Chavez, the self-proclaimed revolutionary, actually gained power legally through the 1998 elections. He may have won the Presidency by popular vote, but much of what was passed during his 13 years in office was done through decree, as allowed by the new constitution put into effect following his election in 1999. The new sweeping powers instilled in the Venezuelan President gave Chavez the opportunity to introduce his new brand of twenty-first century socialism, taking control of all aspects of the state.

He first used his new sweeping powers to his own advantage and remove his opponents. After the failed coup to usurp him in 2002, Chavez made it a priority to neutralize any potential rivals. He filled the government, courts and armed forces with those loyal to him, and stripped local government and the National Assembly of much of their powers.

hugo chavez

Chavez used his presidential powers ruthlessly to strengthen his own position in government, weakening his opponents, but his period in office was largely shaped and buoyed by the rise in the world price of oil. Despite there being a drop in oil output after 2000, oil revenues between 2000 and 2012 were more than two and a half times greater than the 13 years leading up to Chavez. The Venezuelan oil industry was nationalized, and the money made was put toward financing government initiatives. Oil during this period was Venezuela’s premiere export, accounting for nearly all their export earnings.
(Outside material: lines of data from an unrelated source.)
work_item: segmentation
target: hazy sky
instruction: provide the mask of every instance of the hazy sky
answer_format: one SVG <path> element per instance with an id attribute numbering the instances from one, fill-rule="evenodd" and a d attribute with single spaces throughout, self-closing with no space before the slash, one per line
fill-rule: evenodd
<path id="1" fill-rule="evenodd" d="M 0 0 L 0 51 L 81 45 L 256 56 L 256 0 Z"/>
Much of the money from this unprecedented oil boom was spent on new programmes designed to improve education and health care. Chavez used his links with Cuba, for example, to bring over thousands of doctors, all in return for oil. As the price of oil soared, Chavez used the funds to buy the people’s support. Poverty levels fell significantly in the Venezuela under Chavez’s tenure, in great part due to the significant increase in the number of people employed in the public sector.

Chavez may have been a man for the people, sent to help the poor, but Chavez squandered the chance to significantly improve Venezuela’s central infrastructure. Most of these new government programmes were only skin deep, and enormous sums were wasted on creating a 125,000 strong militia, answerable only to Chavez, and arms deals worth some $15 billion.

Moreover, poverty may have fallen fast in Venezuela, but this was an ongoing trend emulated across the nations of Latin America. The poverty rate dropped between 2002 and 2011, falling from 49 percent to 30 percent of the population, but the country still lags behind the Latin American average.

The bolivar, the Venezuelan currency, has been struggling too. The economy is slowing, and there is a shortage of goods and currency. Although commodity prices may not be falling, they are not rising at the rate the once did in the early 2000s. Most of Latin America was able to swiftly recover from the effects of the world economic slowdown, but Venezuela struggled to deal with recession as commodity revenues sank. Furthermore, a fiscal deficit of 8.5% of the national GDP was posted at the end of 2012 after excessive government spending prior to last year’s elections. As such, the currency was further devalued by 32 percent last month.

Expectations in Venezuela are high, so high they will almost certainly be shattered. Chavez’s reign was built on the wave of oil money that flooded the nation, but this money was not well spent and the source is running dry. Chavez may have been a man for the people, but his rule was corrupt, ill advised and poorly managed. No doubt whoever wins the election next month will be burdened with these failings, and will have to clean up the mess that will be Chavez’s legacy.